In the immortal words of Tevye in The Fidler on the Roof: “You may ask, how did this tradition get started. I'll tell you. I don't know.”
That King Charles III vowed he would "strive to follow the inspiring example" set by his mother in taking on the "heavy responsibilities of sovereignty", does not detract from the notion that some traditions are not set in stone.
One of his first acts as King was to allow the Accession Council proceedings on Saturday to be televised for public viewing for the first time. The last time these proceedings took place was in 1952 following the accession of Queen Elizabeth II, after the death of her father King George VI.
The King has form as a selective tradition iconoclast. As the Prince of Wales, he was an outspoken supporter of climate action and conservation, often to the chagrin of some climate sceptic right-wing politicians and their media supporters.
Perhaps more controversially he is determined to be the “Defender of Faith” as opposed to the Defender of the Faith” to reflect the UK’s modern multi-cultural multi-faith society.
The notion of a ‘reformist’ monarch may be a contradiction in terms – the British monarch after all has no executive powers and in keeping with tradition must be and must be seen to be apolitical.
The past week has been a momentous one for the UK - perhaps the most challenging since the end of World War II.
The week also saw the succession of Boris Johnson by Liz Truss as prime minister. The last two official acts of a frail and ailing Queen were last Tuesday - accepting the resignation of outgoing Johnson and inviting his successor Truss to form a new government.
The way Truss was elected as party leader and hence Prime Minister – by a 57% majority of some 160 000 grassroots Conservative Party members – is an affront to democratic polity – a tradition in urgent need of reform.
Truss started her political life as a young Liberal Democrat. In a fiery party conference speech once, she called for the abolition of the British monarchy. Such are the fine lines of political conversion of damascene proportions that today she is repositioned as the champion of extreme neo-liberal market economics, low taxes especially for the rich, and delivering on Brexit.
A day before the Queen’s passing, Truss unveiled a controversial Energy Plan that freezes the energy price cap to £2 500 annually till 2024 which had been due to rise to £3 549 for a typical household from October.

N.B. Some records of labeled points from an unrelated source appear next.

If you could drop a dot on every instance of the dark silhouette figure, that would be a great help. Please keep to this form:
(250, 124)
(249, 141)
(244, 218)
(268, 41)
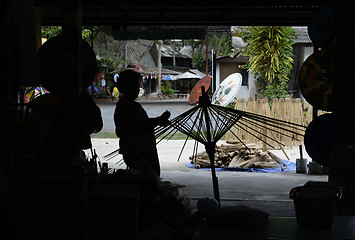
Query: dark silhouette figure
(135, 129)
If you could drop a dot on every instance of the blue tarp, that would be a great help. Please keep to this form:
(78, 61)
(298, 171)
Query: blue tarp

The Ukraine War with its devastating impact on fuel and food prices and supplies has contributed to a global cost-of-living crisis partly fuelled by raging inflation.

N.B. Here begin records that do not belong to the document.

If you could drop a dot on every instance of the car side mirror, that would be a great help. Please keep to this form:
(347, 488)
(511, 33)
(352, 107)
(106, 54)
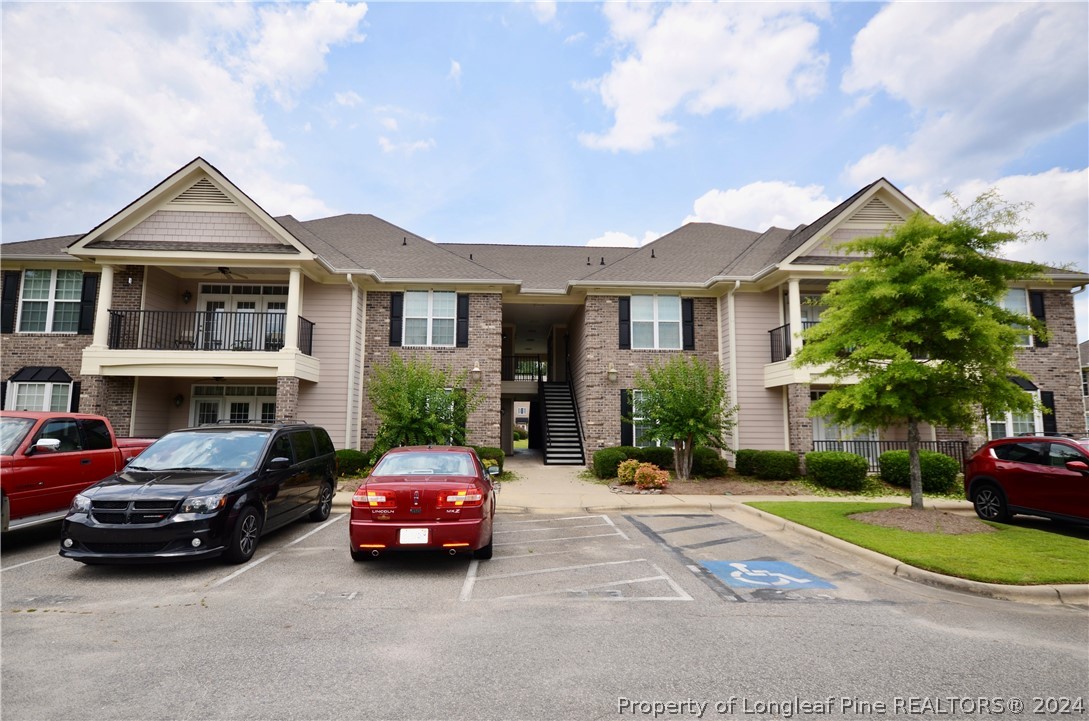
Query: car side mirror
(1078, 466)
(47, 445)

In the UK, inflation is currently at 10.2%. The Bank of England last Wednesday "in light of the period of national mourning" delayed a key decision on interest rates, which were expected to rise to 2.25%. Governor Andrew Bailey ominously predicted that the UK economy would fall into recession later this year "overwhelmingly caused by the actions of Russia and the impact on energy prices".
Truss plans to finance the energy price cap through government borrowing, which analysts stress could cost some £150bn to taxpayers. This opposed the Labour Opposition’s plan for a windfall tax on the excessive profits of energy companies estimated at £170bn to partly finance the cap. Truss has also torn up the Conservative government’s climate action playbook by issuing new oil and gas exploration licences for the North Sea, lifting the ban on fracking for shale gas, and looking to negotiate lower-priced long-term contracts with renewable and nuclear power companies.

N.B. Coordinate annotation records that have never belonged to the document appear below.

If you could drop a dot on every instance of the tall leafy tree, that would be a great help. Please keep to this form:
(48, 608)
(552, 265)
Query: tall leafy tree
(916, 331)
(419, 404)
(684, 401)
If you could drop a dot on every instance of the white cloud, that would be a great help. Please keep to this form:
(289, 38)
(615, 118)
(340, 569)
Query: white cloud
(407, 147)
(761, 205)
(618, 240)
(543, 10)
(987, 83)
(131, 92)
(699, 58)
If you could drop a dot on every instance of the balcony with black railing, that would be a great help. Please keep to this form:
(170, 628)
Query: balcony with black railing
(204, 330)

In almost two decades there is a clear blue line in policy between the Tories and Labour – the Tories favouring a low tax market economy to drive GDP and investment; and Labour a more interventionist policy aimed at lifting working people out of hardship and poverty by asking the rich in society to contribute more through higher taxes.
A nation in mourning, a Britain battered by the twin effects of Covid-19 and economic shocks with the associated real-life uncertainties, is a daunting task for any new monarch let alone a septuagenarian!